A stupid teacher meant, for Hitchens, that all religious beliefs must be stupid too. He remembers his teacher as a point of conflict, when he decided that he couldn't go along with stupidy, and that, for him, meant religion rather than science.
Stephen Jay Gould, on the other hand, had a very bright teacher, Mrs McInerney, his third grade teacher, who didn't come out with fanciful explanations, but was in the habit of rapping young knuckles when their owners said or did particularly stupid things. As a consequence, whenever he came across the argument that, for instance, evolution "disproved" God, he would comment:
To say it for all my colleagues and for the umpteenth million time (from college bull sessions to learned treatises): science simply cannot (by its legitimate methods) adjudicate the issue of God's possible superintendence of nature. We neither affirm nor deny it; we simply can't comment on it as scientists. If some of our crowd have made untoward statements claiming that Darwinism disproves God, then I will find Mrs. McInerney and have their knuckles rapped for it (as long as she can equally treat those members of our crowd who have argued that Darwinism must be God's method of action).
2 comments:
I thought the argument was not so much that Darwinism disproved the existence of God, but that it disproved the biblical explanation of creation, which has been one of the central tenets of Christian beliefs since its inception.
Since the Christian creation theory also underpins the concept of original sin, and the sequence of historical events (eschatology) that derive from that, it's easy to understand why evolution is seen as an attack on God, when in fact it is an attack on the obviously unscientific beliefs at the core of many religious faiths.
It's Christianity's problem that it depends so heavily on its creation myth.
Many people believe in god or gods at the same time as accepting that evolution is true because they are not bound to any special creation myth. Their god is not personal but is a kind of mystical transcendent being, similar to the Tao in Taoism.
So there is no reason why an acceptance of evolution should preclude a belief in a god. In fact, Dawkins separates these two things in "The God Delusion" and has a whole chapter discussing pantheistic type beliefs that aren't dependent on creation myths, with special attention to whether Einstein held such a religious belief (he didn't).
Religious believers with an aversion to Dawkins polemical approach might find Daniel Dennett's "Breaking the Spell: Religion as a natural phenomenom" more approachable, but hardly less consoling.
If you read Augustine or Jerome, it is clear that they took the genesis stories as mythological not factual, a point made by Michael Ruse in "Can a Darwinian be a Christian?" (2001). He also tackles the "original sin" matter, which clearly didn't pose problems for Augustine when he both wrote on that and took the Genesis stories as myth.

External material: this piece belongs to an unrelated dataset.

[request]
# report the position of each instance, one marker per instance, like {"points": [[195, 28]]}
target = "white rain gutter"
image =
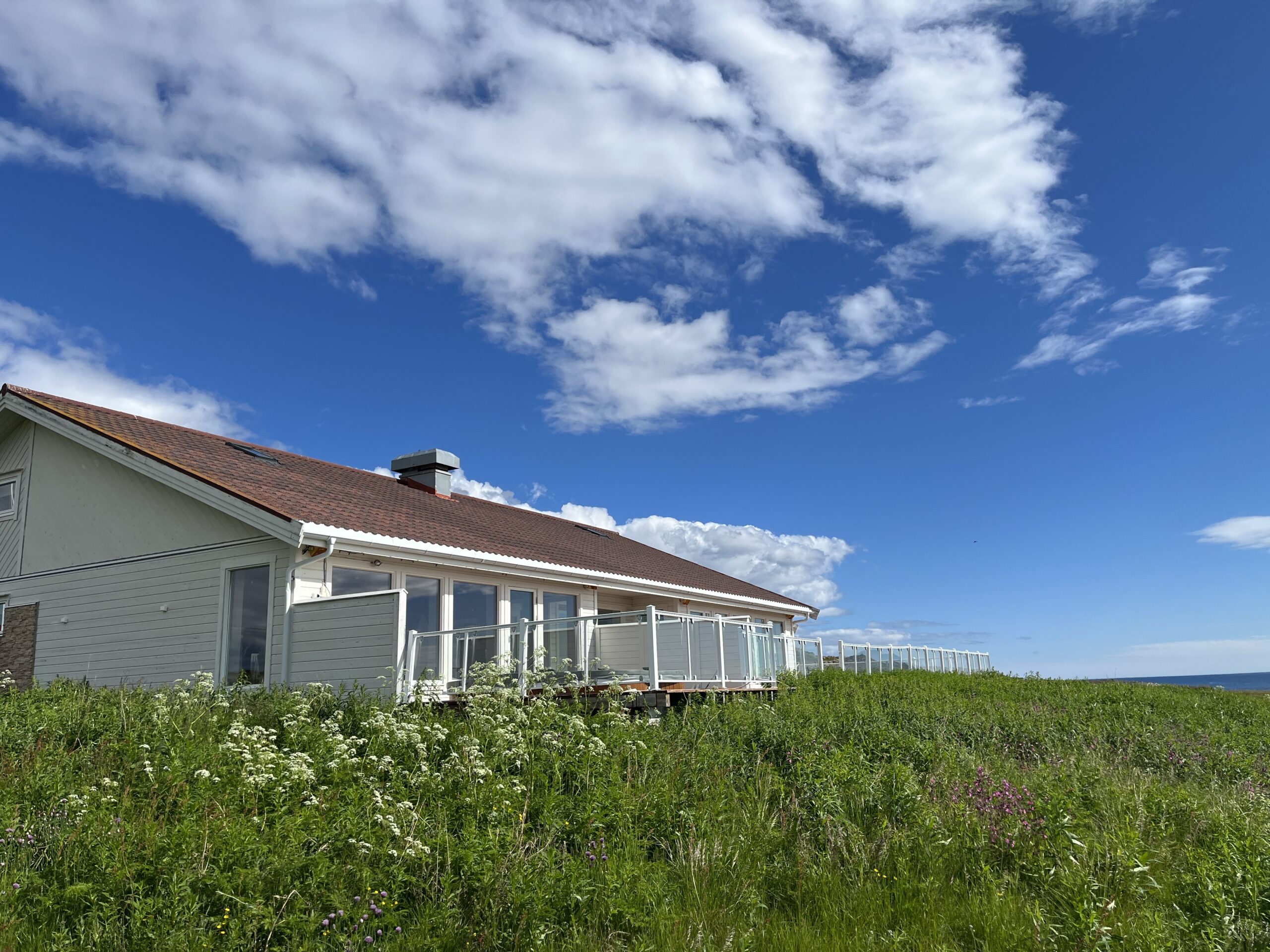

The taking of the stories completely literally and no other way comes from the far later enlightment conflicts which produced a narrow fundamentalist Christianity.
In fact, regarding James Ussher’s dating of Creation as 4004 BC, he is in fact using a rationalist means of dating rather than it's "the bible says so" method of today's creationists, see for example Gould:
http://www.stephenjaygould.org/library/gould_house-ussher.html
As James Barr has also commented:
"It is a great mistake, therefore, to suppose that Ussher was simply concerned with working out the date of creation: this can be supposed only by those who have never looked into its pages. . . . The Annales are, an attempt at a comprehensive chronological synthesis of all known historical knowledge, biblical and classical. . . . Of its volume only perhaps one sixth or less is biblical material."
You won't find Gould's in depth research into sources in Dawkins, who quotes from the 1911 Catholic Encyclopedia (internet edition) for his God Delusion. Lazy, and sloppy, which characterises most of Dawkin's later work - although the roots of it go back to his muddled use of the word "selfish".